Long-time SAS readers will be familiar with Rubinstein’s argument. Buses are slowed by inefficient boarding procedures, surface congestion and red lights. Select Bus Service, ostensibly a version of bus rapid transit but not one well regarded by transit experts and urban planning academics, doesn’t allow for dedicated lanes or signal prioritization, and the city has been far too willing to give into the demands of NIMBYs who cry foul over curb access. The 34th Street we never had is the one the city so desperate needs.

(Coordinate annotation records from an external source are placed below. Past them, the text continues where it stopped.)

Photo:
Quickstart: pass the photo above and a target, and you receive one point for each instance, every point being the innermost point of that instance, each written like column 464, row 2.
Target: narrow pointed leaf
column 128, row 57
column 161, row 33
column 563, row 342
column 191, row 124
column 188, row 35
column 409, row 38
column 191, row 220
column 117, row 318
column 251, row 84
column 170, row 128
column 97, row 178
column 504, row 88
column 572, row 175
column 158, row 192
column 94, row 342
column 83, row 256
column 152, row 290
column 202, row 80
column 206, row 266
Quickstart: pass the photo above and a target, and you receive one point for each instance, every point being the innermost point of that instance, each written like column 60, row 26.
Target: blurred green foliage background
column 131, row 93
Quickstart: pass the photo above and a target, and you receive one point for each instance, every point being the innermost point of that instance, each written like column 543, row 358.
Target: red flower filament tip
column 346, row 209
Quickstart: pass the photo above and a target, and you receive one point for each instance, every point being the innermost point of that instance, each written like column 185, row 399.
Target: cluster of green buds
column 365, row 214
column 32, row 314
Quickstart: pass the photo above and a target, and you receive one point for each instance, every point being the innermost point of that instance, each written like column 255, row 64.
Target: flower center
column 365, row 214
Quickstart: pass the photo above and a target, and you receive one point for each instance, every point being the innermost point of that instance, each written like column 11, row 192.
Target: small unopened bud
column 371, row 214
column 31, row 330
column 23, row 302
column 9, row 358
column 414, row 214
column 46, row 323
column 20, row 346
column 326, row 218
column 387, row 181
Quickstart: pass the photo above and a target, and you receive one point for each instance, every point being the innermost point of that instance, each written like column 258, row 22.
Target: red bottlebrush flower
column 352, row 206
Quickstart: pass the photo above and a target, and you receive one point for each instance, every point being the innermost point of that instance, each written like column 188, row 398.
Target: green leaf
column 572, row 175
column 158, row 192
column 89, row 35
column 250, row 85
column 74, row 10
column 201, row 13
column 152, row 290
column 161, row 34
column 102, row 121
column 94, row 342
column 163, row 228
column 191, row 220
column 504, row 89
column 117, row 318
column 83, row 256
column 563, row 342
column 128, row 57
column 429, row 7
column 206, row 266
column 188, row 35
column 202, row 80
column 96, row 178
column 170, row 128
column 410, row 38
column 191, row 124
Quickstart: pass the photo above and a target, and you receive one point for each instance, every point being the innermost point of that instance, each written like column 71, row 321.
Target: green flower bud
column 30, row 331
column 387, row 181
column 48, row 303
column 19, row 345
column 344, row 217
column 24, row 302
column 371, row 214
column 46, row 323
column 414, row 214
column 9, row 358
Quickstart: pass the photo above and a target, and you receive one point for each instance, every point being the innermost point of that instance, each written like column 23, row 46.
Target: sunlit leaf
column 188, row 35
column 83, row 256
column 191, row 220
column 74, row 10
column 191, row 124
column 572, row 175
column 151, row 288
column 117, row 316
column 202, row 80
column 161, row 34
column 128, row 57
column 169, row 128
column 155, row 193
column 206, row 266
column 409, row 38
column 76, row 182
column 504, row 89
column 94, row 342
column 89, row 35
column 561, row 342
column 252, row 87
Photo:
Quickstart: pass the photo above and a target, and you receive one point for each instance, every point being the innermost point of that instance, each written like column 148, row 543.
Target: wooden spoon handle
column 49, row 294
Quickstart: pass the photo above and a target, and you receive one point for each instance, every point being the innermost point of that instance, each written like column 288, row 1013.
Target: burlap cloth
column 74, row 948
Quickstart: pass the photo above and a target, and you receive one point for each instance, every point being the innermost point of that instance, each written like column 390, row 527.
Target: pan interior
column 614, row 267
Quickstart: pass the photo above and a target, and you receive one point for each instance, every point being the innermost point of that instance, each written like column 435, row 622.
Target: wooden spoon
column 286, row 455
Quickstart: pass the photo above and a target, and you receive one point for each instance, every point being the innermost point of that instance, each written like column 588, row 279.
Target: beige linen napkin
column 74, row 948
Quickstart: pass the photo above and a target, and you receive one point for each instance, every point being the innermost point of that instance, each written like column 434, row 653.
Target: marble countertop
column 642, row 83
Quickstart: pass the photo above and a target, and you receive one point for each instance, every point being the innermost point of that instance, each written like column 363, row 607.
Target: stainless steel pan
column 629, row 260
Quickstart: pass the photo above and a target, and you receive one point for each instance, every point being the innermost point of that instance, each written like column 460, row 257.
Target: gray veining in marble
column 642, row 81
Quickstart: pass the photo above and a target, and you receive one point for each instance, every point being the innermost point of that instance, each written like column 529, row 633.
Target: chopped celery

Yet, buses are the mode of transportation that keep trying to pull everyone in. It’s cheap to install a “bus lane” whereas it’s prohibitively expensive to build a subway line. Buses don’t have to adhere to fixed travel patterns because they’re on wheels and not tracks. Buses won’t flood as the subways did during Hurricane Sandy. Without a major rethinking of bus routes, interconnectedness and a willingness to take away street space from cars and trucks, though, buses will remain a second- or third-class mode of travel in New York City.
Still, various bus efforts are moving forward. In mid-October, DOT and the MTA unveiled a LaGuardia-focused SBS treatment aimed at improving travel times to and from the Queens airport for both workers and airline passengers. Now, MTA head Joe Lhota wants more. In a talk with Rubinstein, he opined on a fleet of express buses bound for LaGuardia.
The post-Sandy bus bridge showed the MTA what a fleet of buses could do with the right resources, and now, they want more. “Why not have an express bus from downtown Brooklyn to LaGuardia Airport?” Lhota said. “We should do that. We’re talking about it internally.”
Rubinstein has more:
Lhota says the bus bridge demonstrated the viability of Barclays Center as a bus hub. “I haven’t talked to the folks at Barclays, but what a great place to tell people to go to,” said Lhota. “Eleven different subway lines come into place there, you can bring your luggage on the subway from south Brooklyn, come to Barclays Center, and then say, every hour on the hour, we’ve got a bus leaving to go to LaGuardia Airport.
The M.T.A. is considering other locations, too. “You can do it from Midtown,” he said. “You can do it from upper Manhattan. You can do it from from lower Manhattan. And how about one from Jamaica, as well, an express bus or [Select Bus Service] bus that goes from Jamaica to LaGuardia Airport.”
“If you’re on the west side in New York, the fastest way to get to LaGuardia would be get on the Long Island Railroad,” Lhota continued. “In nine minutes you’ll be in Jamaica and you’ll take an express bus and you’ll be there very fast. We do need more of that.”
For anyone trying to get to LaGuardia, such an option would be a welcome one. It’s not a rail-accessible airport, and the local buses are both painfully slow and painfully crowded. It’s currently unclear how the MTA’s current discussions differ from the Select Bus Service plans, but on one front — timing — the MTA has the flexibility to act quickly and unilaterally. One of my biggest gripes with SBS is how it takes literally half a decade for routes to go from the planning stages to implementation whereas MTA officials could run these express buses from midtown to LaGuardia beginning tomorrow morning if they say choose.
Yet, I’m not that excited about this type of initiative unless the MTA can bring about true street space reform — and it can’t without DOT’s help. They can’t implement dedicated lanes, signal prioritization or any other real BRT measures. They can remove stops, add some pre-boarding fare payment machines and call it an express bus, but that won’t solve too many problems.
We don’t have a subway to LaGuardia due to Queens NIMBYs; we don’t have a real bus rapid transit network due to a lack of imagination and also Manhattan NIMBYs. Maybe one day, we’ll have a fast and reliable transit option to LaGuardia, but until these problems are solved and obstacles overcome, it’s tough to get too excited about anything bus-related in New York City.